Then why did your prophet use an analogy of a "lamp in the other room" as how easy it is to access this supposed evidence? Your prophet says it's easy and obvious, you are saying it isn't.
I used that as an analogy because I think it works. There is evidence in the next room but most people do not bother to even go into the next room to look at the evidence. The evidence is the researchable information about Baha’u’llah and the history of the Baha’i Faith and it is easy to access because this is the information age so you can research just about anything on the internet.
That was not written by Baha’u’llah. It is an excerpt from a talk given by Abdu’l-Baha, the son or Baha’u’llah and the Centre of His Covenant. In order to understand what that excerpt means you have to read the whole talk.
ON CALUMNY, Paris Talks, pp. 102-106
The preceding paragraph will help you understand the context:
“Do not let your hearts be troubled by these defamatory writings! Obey the words of Bahá’u’lláh and answer them not. Rejoice, rather, that even these falsehoods will result in the spread of the truth. When these slanders appear inquiries are made, and those who inquire are led into a knowledge of the Faith.
If a man were to declare, ‘There is a lamp in the next room which gives no light’, one hearer might be satisfied with his report, but a wiser man goes into the room to judge for himself, and behold, when he finds the light shining brilliantly in the lamp, he knows the truth!” Paris Talks, p. 103
What that means that as Baha’is we should not be troubled when people attack our Faith because that only results in other people inquiring about the Faith and then they learn more about it. The foolish man who listened to the calumny will be satisfied and believe it but the wiser man will do the research (go in to the next room) and find out for himself what the Faith is all about.
1) what reasons are there that some can't see it?
2) how do the rest see this evidence? What makes them special and different than the others?
1) We are all looking with different eyes (different minds) and that is why some see it and some don’t see it.
2) Most people see the evidence as indicative of a man, an ordinary man, but some of us see the evidence as indicative of a Messenger of God. That makes people different from one another; it does not mean they are special or better, just different.
he dogma isn't about looking at lamps in the other room. The meaning of the analogy is that the evidence is as OBVIOUS as a lamp in the other room.
No, the meaning of the lamp analogy
is not that the evidence is as OBVIOUS as a lamp in the other room. The meaning is that the evidence is
IN the next room. Some people will go into the next room and see the lamp and other people will never even bother to go into the next room because they don’t believe there is even a lamp in the next room. Although some people will go into the next room and see the lamp, not everyone who sees the lamp will see the light shining brilliantly from the lamp. Some people will see the light shining brilliantly from the lamp and some people will not see the light shining.
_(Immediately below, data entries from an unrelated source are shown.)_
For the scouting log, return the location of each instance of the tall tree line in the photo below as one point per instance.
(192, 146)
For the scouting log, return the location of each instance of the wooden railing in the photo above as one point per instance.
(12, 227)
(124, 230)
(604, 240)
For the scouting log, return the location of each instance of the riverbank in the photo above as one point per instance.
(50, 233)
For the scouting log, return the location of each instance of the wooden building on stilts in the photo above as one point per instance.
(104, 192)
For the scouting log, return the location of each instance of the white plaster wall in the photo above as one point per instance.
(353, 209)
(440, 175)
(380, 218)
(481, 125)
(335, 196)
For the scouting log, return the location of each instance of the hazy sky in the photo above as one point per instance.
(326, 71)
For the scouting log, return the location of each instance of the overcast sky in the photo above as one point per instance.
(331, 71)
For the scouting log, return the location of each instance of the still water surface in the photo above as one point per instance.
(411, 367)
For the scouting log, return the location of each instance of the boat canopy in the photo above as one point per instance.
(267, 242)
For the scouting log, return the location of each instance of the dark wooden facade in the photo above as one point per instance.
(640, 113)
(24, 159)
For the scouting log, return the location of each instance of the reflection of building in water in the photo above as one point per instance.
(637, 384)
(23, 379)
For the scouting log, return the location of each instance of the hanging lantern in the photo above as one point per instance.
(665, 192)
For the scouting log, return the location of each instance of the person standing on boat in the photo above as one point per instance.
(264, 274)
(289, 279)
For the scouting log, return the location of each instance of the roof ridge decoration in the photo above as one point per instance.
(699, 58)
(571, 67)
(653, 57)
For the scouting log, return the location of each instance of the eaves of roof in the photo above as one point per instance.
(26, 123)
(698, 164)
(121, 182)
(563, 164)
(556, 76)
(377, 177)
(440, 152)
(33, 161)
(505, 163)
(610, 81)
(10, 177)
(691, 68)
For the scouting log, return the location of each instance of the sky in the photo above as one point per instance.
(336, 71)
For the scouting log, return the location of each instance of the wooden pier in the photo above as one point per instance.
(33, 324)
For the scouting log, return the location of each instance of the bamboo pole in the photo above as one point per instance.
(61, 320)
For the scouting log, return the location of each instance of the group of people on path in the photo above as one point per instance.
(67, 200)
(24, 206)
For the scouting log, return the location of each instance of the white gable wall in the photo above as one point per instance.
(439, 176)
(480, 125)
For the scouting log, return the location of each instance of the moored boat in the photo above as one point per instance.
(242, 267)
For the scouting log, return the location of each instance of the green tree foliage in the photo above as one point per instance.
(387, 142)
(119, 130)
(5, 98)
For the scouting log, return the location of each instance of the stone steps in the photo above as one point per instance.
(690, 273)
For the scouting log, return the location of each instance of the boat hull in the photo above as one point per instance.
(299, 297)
The point is that unless you go into the next room and check it out, you will never know if there is a lamp at all. Even after you go into the next room and see the map there is no guarantee you will see the light shining brilliantly from the lamp, but at least you made an effort to look at the lamp.
But given all you have posted the evidence is not available to open minds that only have to observe this evidence existing. Your evidence requires conditions, and those conditions are to assume certain things, like a God exists, and that there are messengers of God.
No, looking at the evidence in the next room has no preconditions whatsoever. You do not have to
assume there is a God and Messengers of God in order to LOOK at the evidence. In fact you should not assume that before looking at the evidence. Why would you? You have no REASON to believe there is a God or Messengers of God UNTIL you look at the evidence.
Neither of these assumptions can be justified. There are no facts that suggest either are valid. I understand you cite some quotes, but upon reading them there is nothing spectacular about them. They often make their own assumptions that have to be accepted for the message to be treated as true/valid. A messenger should be offering obvious and verifiable claims that require no assumptions.
A thorough investigation requires that we look at all the evidence, not just a small part of the evidence. Some parts will not be evidence to you whereas there might be something else that will click for you. What convinces some people will not convince others. We are all very different. The Writings of Baha’u’llah were not very appealing to me when I first became a Baha’i and for many decades after that, so I read other books that contained the information I needed to know.
What is obvious and verifiable for some people will never be obvious and verifiable for other people because we all think and process what we read with a different mind. What looks spectacular to some is nothing special to others. That is what I was pointing about above in 1) and 2).